Telegraph Quartet members Jeremiah Shaw, Eric Chin, Pei-Ling Lin, and Joseph Maille (photograph by Lisa Marie Mazzucco, courtesy of Jensen Artists)
This past Friday Azica Records released its first recording of performances by the Telegraph Quartet. Based in the San Francisco Bay Area with connections to the San Francisco Conservatory of Music (SFCM) as Quartet-in-Residence, the ensemble consists of violinists Eric Chin and Joseph Maille (who share first chair), violist Pei-Ling Lin, and cellist Jeremiah Shaw. The title of the new album is Divergent Paths, and it is the first in a series entitled 20th Century Vantage Points. The album title refers to the decidedly different directions followed by the two composers represented. The first four tracks present Maurice Ravel’s only string quartet in the key of F major. The remaining tracks account for Arnold Schoenberg’s Opus 7, his first “numbered” string quartet in the key of D minor.

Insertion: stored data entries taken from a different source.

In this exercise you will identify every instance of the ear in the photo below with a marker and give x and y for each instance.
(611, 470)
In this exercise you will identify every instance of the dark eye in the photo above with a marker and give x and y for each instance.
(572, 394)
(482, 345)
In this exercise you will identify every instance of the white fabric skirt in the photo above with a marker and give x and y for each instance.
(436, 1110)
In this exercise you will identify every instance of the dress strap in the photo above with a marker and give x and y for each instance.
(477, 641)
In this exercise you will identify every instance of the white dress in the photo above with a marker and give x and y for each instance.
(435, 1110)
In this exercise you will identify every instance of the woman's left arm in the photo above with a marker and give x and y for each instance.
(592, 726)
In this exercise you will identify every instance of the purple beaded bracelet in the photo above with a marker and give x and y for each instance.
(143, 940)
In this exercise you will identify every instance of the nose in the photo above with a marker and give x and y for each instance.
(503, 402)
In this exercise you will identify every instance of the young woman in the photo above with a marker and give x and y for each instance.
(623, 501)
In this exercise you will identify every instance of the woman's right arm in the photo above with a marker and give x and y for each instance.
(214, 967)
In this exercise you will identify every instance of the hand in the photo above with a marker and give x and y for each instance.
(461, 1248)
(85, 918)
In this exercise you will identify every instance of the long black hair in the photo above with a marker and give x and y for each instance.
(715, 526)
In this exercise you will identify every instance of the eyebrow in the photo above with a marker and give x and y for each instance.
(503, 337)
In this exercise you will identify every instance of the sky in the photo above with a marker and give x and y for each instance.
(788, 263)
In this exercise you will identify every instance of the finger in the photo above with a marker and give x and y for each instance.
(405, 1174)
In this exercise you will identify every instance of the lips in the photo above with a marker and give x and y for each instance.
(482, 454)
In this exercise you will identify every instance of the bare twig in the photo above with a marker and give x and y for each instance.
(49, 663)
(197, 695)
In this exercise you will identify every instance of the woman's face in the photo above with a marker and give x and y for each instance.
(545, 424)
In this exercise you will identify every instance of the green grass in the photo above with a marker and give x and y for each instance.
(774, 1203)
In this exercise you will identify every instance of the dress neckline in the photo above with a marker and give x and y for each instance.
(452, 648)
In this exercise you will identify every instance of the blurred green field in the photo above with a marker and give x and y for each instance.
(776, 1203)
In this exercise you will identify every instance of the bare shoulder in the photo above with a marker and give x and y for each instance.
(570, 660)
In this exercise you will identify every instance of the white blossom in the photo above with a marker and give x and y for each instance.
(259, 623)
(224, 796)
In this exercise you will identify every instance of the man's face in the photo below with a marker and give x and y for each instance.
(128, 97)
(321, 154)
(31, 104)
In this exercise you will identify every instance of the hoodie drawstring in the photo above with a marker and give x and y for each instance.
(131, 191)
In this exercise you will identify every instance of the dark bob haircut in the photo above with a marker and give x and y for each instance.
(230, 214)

By way of disclaimer, I should confess that I was in the audience at SFCM for the first time that Telegraph performed each of these selections at that venue. The first of those recitals took place on December 9, 2017 with a program in which the Schoenberg quartet was preceded by the fifth (in A major) of Ludwig van Beethoven’s Opus 18 quartets. The Ravel quartet was then performance at SFCM on April 4, 2018, the earliest composition on a program that showcased Robert Sirota’s third string quartet and John Harbison’s sixth string quartet.
In terms of the “historical time-line,” these two quartets are very close to each other. Ravel completed his quartet in 1903, having begun it the previous year. Similarly, Schoenberg worked on his Opus 7 between 1904 and 1905. However, where listening is concerned, there is a wide gulf between the two compositions. My guess is that almost everyone that goes regularly to chamber music recitals has become familiar with Ravel’s quartet. On the other hand I would be surprised if I could count the number of readers that have encountered the Schoenberg quartet (either in recital or on recording) on one hand. Nevertheless, this was not my first opportunity to experience that quartet in performance, since I had the good fortune to listen to the Kronos Quartet perform it at the University of Southern California when I was living in Los Angeles.
The morning after Telegraph’s Beethoven-Schoenberg program I found myself writing at great length about the Schoenberg portion. This amounted to an exercise in “sense-making through writing;” and, when I go back to read through that article, I have to confess that I had not made very much progress towards making sense of it all. On the other hand, I can appreciate Telegraph’s own approach, which is to liken the score to that of an opera by Richard Wagner. This is not just a matter of extended duration but also an appreciation of thematic material endowed with narrative qualities. To be fair, however, Schoenberg himself wrote that he began work on Opus 7 after having “abandoned program-music.” One might say that, while there may not be an underlying “story,” one can still approach a performance as an “act of narration.”
At the end of the day, my best guide to understanding the nuts and bolts of Opus 7 came from that rather generous booklet that accompanied the Neue Wiener Schule box set of performances by the LaSalle Quartet released by Deutsche Grammophon. In that booklet the background material about Opus 7 was by Schoenberg himself. Sadly, I have no idea whether or not that booklet was included when Deutsche Grammophon reissued this collection in August of 2013. The good news is that the new Telegraph album comes with a booklet of its own, which includes an essay by Kai Christiansen. That essay is much shorter than Schoenberg’s account, but it still lays the basic background for those who approach the quartet as serious listeners.
I suspect that any reader that has made it through all of the above paragraphs may wonder whether or not this is a trip worth taking. When listening to Telegraph’s recital performance of the Schoenberg quartet, I found that the experience was not only worthwhile but downright absorbing. For that matter, the Ravel quartet allowed me to settle in to an appreciation of Telegraph’s expressiveness; and that appreciation continued into the Schoenberg recording. Given that my previous recital encounter with Kronos traversed all four of the Schoenberg quartets, I would hope that Telegraph will extend their appreciation of Schoenberg into the remaining quartets.